I can prove your room is bad


So you want to upgrade?  You want to know what the next big thing is you can do for a better sounding experience?

Try this.  Pull up a chair 2' in front of your speakers.  If you can't move the speakers, put it up to just 1, and listen for yourself.

The difference between what you hear sitting in front of the speaker like this, and what you hear at your normal location is all in the speaker dispersion and room acoustics. If you feel mesmerized, entranced, and wowed by your speaker at 2' but not 8' you really should consider improving the room, and if you can't, consider getting speakers with alternative room coupling, like ESL's, line arrays, bi-polars, etc.

That is all,


Erik
erik_squires
There are other alternatives to treating your room with panels traps and wotnots.

Lyngdorf room perfect DSP is very good at dealing with the room acoustics allowing much more practical and WAF speaker placement in you don’t have the luxury of a dedicated listening room like me. 
So can unplugged subwoofers screw up the sound. Thanks to a fellow-phile on AA, who responded to my thread there where I stated that I was no longer using my 2 SVS subs (the tall ones), which are in the system picture that I provided.

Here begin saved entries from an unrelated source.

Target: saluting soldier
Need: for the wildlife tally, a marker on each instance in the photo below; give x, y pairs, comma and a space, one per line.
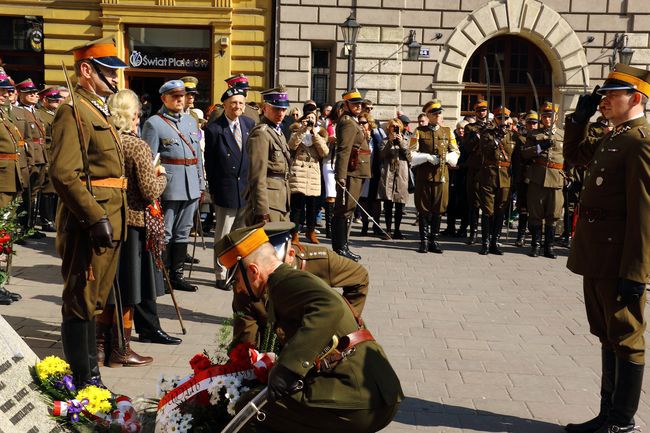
471, 145
91, 218
353, 389
611, 245
335, 270
352, 167
268, 191
521, 174
175, 136
545, 200
50, 101
432, 147
33, 131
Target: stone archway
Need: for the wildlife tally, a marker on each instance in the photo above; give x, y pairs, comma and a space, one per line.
530, 19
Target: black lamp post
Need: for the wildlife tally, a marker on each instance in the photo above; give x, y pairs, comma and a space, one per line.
350, 29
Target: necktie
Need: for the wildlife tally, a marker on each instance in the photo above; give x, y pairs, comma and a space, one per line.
237, 133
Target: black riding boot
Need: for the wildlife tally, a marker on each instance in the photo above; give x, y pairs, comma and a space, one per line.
549, 238
536, 239
608, 377
485, 234
177, 255
434, 230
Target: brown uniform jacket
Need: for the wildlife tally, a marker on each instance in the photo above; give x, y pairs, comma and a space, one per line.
351, 144
496, 154
612, 237
334, 270
546, 169
79, 208
268, 174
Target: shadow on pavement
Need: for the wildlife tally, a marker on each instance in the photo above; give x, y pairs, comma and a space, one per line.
418, 412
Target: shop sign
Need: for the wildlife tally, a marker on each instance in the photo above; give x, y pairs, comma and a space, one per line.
139, 59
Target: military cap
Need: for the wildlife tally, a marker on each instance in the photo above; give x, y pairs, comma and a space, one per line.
276, 97
480, 105
434, 106
26, 86
625, 77
172, 86
101, 51
232, 91
239, 81
353, 96
190, 84
239, 243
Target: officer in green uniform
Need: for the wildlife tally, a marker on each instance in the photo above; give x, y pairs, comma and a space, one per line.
352, 389
471, 144
92, 202
335, 270
432, 147
496, 145
351, 168
545, 199
611, 247
268, 191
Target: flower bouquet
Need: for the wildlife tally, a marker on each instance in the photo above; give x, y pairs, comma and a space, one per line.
205, 400
92, 408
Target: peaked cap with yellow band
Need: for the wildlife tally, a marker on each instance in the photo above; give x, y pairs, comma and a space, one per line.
102, 51
353, 96
625, 77
434, 106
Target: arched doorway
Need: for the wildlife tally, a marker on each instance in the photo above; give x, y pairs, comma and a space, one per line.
518, 58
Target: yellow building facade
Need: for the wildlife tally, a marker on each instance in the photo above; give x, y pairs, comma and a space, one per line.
158, 39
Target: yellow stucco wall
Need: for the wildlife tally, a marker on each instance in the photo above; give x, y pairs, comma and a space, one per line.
246, 24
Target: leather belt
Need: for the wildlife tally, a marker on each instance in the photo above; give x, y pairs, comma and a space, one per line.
179, 161
108, 182
544, 163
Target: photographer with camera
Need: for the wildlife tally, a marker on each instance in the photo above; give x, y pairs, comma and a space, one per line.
308, 146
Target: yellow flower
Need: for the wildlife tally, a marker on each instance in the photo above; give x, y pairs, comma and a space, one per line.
52, 366
98, 399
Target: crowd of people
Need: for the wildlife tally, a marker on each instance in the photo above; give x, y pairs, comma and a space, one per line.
130, 190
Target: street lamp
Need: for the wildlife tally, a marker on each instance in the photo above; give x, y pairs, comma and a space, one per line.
350, 29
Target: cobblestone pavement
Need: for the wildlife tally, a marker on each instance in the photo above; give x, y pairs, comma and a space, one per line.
480, 343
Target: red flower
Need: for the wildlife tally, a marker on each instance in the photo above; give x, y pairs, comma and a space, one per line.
200, 362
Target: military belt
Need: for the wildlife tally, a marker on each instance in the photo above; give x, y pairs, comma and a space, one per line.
549, 164
179, 161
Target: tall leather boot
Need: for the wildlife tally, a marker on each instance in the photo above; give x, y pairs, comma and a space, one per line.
485, 235
434, 231
607, 380
177, 257
74, 337
536, 239
549, 239
521, 230
625, 400
422, 225
496, 223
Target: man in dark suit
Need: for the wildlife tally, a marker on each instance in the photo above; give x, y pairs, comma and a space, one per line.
226, 166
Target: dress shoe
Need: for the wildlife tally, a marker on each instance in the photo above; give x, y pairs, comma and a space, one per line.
159, 337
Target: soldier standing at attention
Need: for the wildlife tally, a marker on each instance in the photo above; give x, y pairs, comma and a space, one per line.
432, 147
50, 101
32, 129
471, 145
89, 179
496, 145
610, 249
268, 192
175, 136
354, 389
352, 166
545, 199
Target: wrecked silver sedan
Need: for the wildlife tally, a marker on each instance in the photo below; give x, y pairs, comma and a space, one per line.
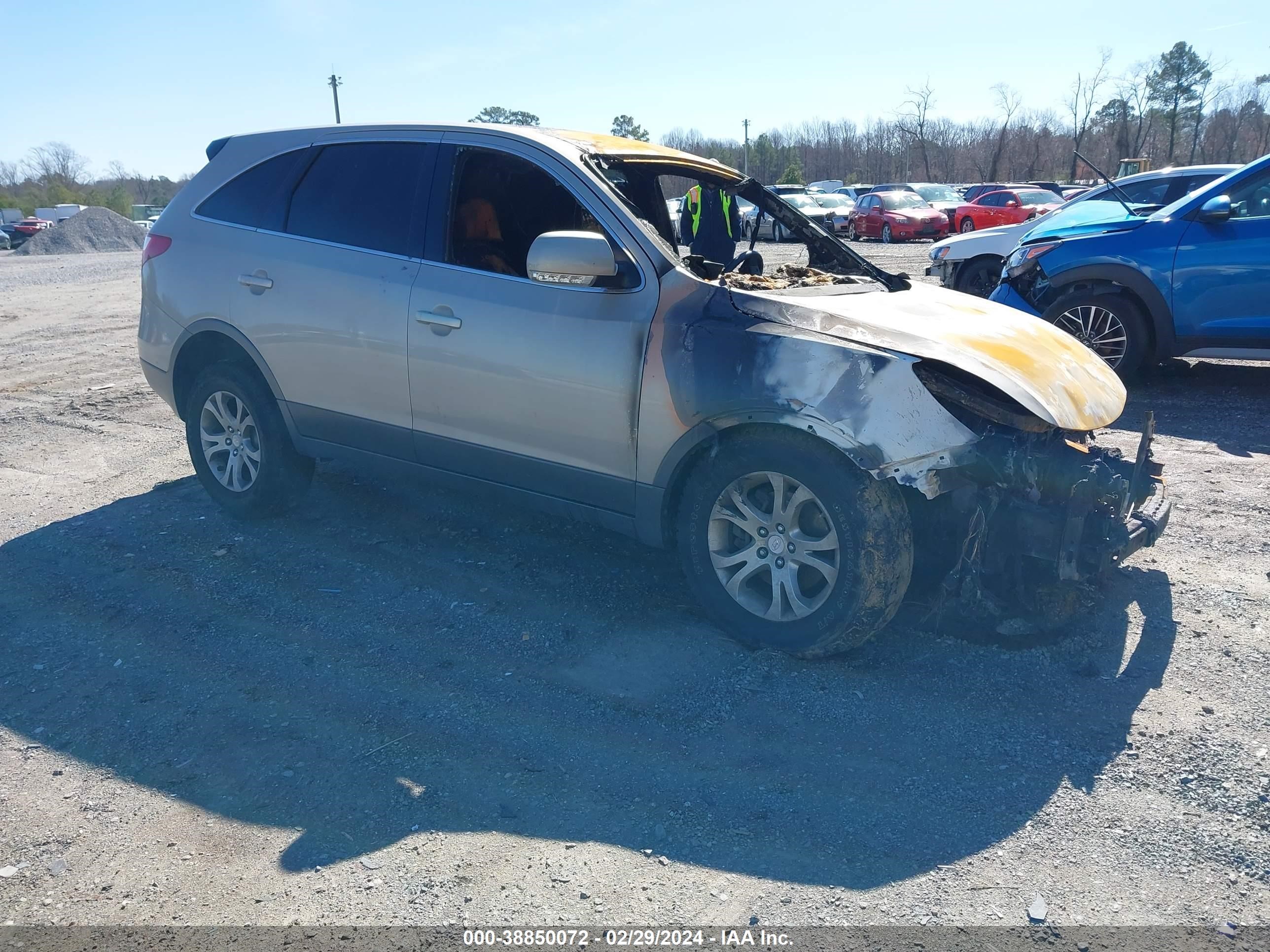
807, 439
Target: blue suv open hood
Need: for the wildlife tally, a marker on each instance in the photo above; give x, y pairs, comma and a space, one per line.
1084, 219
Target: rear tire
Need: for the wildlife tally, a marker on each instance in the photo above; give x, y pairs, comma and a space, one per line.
841, 522
1097, 320
241, 446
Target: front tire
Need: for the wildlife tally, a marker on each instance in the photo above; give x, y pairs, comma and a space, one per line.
239, 443
789, 546
1110, 325
980, 277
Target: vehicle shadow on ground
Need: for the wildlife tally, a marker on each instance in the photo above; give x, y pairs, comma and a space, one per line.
461, 682
1189, 398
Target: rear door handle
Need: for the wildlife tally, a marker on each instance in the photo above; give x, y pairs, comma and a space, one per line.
440, 318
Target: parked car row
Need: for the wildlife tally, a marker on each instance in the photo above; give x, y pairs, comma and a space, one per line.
1139, 283
972, 262
17, 233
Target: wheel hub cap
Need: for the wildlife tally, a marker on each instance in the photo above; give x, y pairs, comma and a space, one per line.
232, 444
774, 547
1099, 329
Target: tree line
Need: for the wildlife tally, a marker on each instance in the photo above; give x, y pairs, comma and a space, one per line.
56, 174
1176, 109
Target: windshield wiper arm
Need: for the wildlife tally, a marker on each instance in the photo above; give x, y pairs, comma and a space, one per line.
1122, 196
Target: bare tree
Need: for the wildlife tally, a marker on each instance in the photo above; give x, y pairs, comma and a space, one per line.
1207, 92
10, 177
1008, 103
55, 164
1081, 101
1134, 89
912, 121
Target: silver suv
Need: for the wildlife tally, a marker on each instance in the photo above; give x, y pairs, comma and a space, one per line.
507, 307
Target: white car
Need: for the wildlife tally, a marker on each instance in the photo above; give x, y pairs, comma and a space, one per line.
972, 262
840, 206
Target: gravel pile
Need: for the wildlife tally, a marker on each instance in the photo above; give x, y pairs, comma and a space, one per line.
89, 230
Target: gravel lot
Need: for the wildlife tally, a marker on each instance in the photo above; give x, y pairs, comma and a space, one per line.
399, 705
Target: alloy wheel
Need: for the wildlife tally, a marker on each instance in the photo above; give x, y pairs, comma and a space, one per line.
774, 546
230, 441
1099, 329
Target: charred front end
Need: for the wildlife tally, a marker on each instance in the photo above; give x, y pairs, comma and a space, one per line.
1034, 497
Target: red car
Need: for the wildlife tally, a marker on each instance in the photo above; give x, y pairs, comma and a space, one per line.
896, 216
1005, 207
30, 226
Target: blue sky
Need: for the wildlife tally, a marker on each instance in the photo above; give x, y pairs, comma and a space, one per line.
151, 83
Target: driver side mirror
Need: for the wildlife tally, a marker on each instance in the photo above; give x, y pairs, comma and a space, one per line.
1214, 210
576, 258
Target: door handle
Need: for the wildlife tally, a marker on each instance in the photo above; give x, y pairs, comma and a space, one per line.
441, 318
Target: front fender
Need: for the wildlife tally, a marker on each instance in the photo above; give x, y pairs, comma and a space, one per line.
728, 369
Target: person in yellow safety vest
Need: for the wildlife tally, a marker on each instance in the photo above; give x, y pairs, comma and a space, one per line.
710, 224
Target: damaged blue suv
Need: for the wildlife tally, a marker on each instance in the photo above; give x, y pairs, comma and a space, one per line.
1192, 280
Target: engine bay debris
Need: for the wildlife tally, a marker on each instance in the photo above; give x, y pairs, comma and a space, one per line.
786, 276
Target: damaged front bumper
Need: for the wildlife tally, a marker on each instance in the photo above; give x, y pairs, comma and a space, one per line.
1046, 506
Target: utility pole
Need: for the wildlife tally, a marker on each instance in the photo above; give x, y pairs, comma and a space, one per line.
334, 83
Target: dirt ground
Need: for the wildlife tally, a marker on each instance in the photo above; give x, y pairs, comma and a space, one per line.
398, 705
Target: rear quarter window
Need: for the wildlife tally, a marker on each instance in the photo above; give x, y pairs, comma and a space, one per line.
258, 197
360, 195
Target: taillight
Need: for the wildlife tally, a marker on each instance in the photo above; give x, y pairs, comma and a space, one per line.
155, 245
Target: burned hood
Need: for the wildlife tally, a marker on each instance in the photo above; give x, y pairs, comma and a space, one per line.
1046, 370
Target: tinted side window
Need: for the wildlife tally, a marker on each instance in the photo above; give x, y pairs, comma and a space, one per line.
1147, 192
1251, 199
499, 205
258, 196
1197, 182
361, 195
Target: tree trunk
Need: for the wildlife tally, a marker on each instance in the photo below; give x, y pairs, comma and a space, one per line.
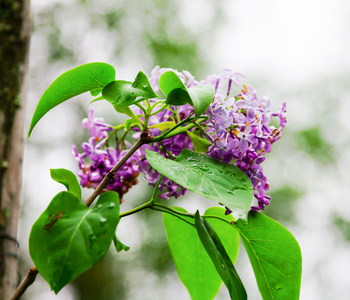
14, 42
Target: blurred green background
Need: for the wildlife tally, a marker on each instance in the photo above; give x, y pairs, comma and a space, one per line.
296, 52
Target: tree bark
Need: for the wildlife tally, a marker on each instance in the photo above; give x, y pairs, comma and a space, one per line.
14, 44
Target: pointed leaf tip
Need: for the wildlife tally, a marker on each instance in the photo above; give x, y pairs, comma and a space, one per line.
84, 78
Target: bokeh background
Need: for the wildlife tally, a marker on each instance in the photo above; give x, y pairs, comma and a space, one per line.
294, 51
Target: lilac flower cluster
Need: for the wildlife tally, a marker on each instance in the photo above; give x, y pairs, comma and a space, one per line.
238, 128
95, 162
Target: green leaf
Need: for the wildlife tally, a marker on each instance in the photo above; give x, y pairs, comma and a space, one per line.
76, 81
202, 96
68, 179
169, 81
275, 257
193, 264
200, 145
199, 97
208, 177
220, 258
125, 93
69, 238
119, 246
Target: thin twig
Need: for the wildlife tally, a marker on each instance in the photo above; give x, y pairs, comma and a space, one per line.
27, 281
142, 140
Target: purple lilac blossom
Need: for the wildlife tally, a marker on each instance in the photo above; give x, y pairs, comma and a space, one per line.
238, 127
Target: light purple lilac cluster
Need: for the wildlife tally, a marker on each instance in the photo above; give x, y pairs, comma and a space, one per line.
97, 159
238, 127
171, 146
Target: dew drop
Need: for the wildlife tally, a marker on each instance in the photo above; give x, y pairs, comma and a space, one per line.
111, 205
190, 158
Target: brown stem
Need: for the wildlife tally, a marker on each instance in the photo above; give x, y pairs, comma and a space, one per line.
27, 281
142, 140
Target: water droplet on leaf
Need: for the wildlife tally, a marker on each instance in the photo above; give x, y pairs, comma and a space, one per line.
103, 221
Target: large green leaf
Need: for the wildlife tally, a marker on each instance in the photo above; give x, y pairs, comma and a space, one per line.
201, 96
275, 257
177, 93
87, 77
68, 179
125, 93
222, 262
69, 238
193, 264
208, 177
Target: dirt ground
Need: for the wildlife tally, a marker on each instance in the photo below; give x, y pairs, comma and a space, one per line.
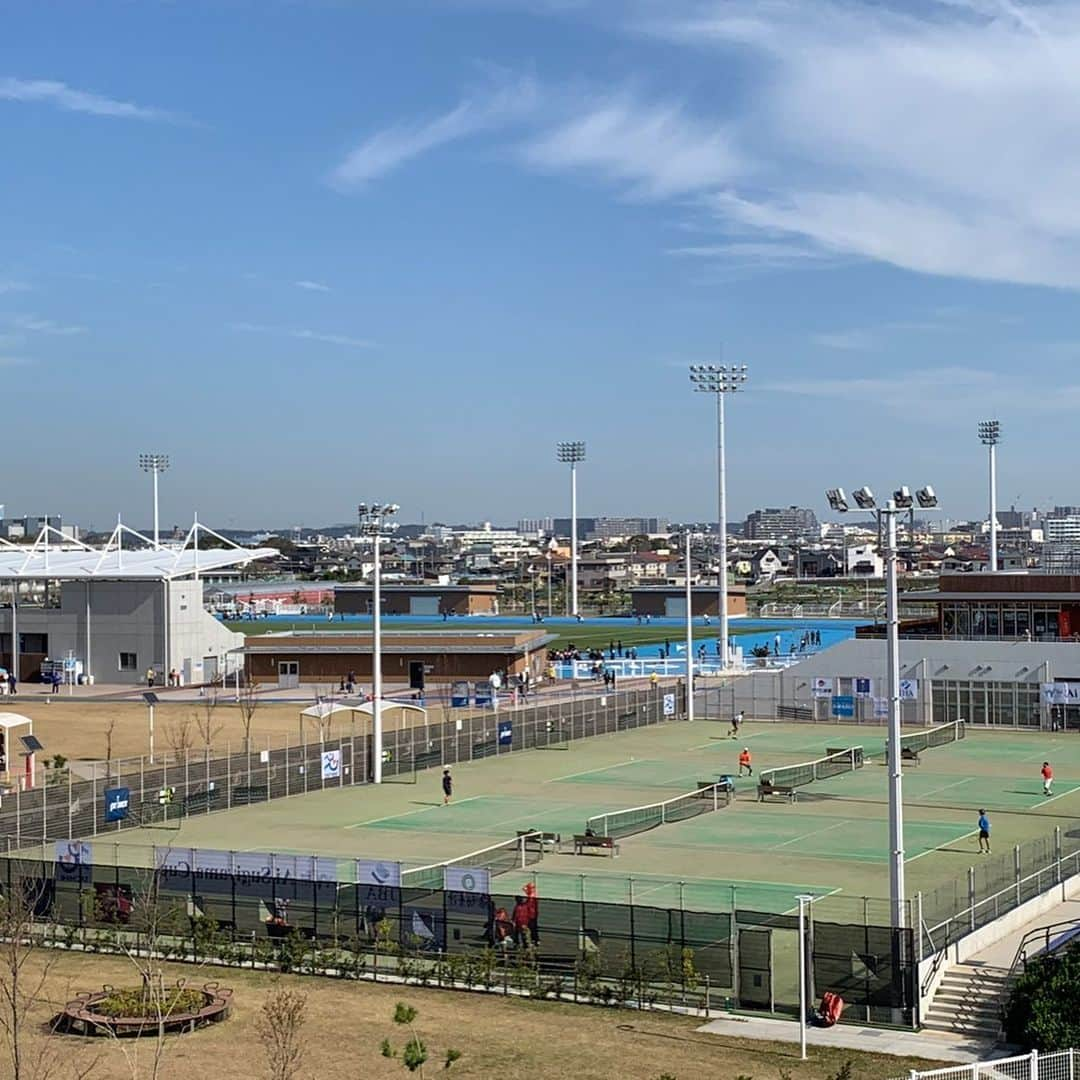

He said unpowered subs, being used or not, will negatively affect the SQ. Late yesterday I removed them and was shocked. Where the SQ was on the thick side, post subs it dances like a butterfly

hth
I agree that we are listening to our speakers and the response of the room in a locked relationship of excitation/response.
In an attempt to help a null around 85 Hz I got a bunch of GIK 244 series bass traps. Qty 4 24" x 24" squares (2 of those with flexrange), Qty 4 12x48, and Qty 2 freestanding panels. They work. 
Too much will suck the life out of the sound, and a little goes a long way. They are very effective. I'm still experimenting with the GIK and Vicoustic placement (done by ear mostly as the attempts to carefully quantify with REW /capable mic only took me so far); It's definitely worth the time and energy and is a learning experience I highly recommend if you are looking to squeeze as much performance from your gear as possible.
I am amazed by how much potential exists in our gear that just needs to be unlocked!
Acoustic treatments and power (cords and conditioners) are two huge pillars i've learned a lot about the past many months. Room tuning is both fun and exhausting, but very much worth the effort.
 


 
Mine sound just fine from where I sit....zero room treatment, just your average furnished room with both soft and reflective surfaces...I like my room and will not add UFO's to it....😁
Erik is right. You can dramatically reduce room effects by getting a line source bipolar ESL. Then you only need some acoustic tile behind the speaker nothing else. What you will notice is that the speaker sounds exactly the same at 12 feet as it does at 6 inches. Very spooky. The only manufacturer of this type of speaker now is Sound Labs.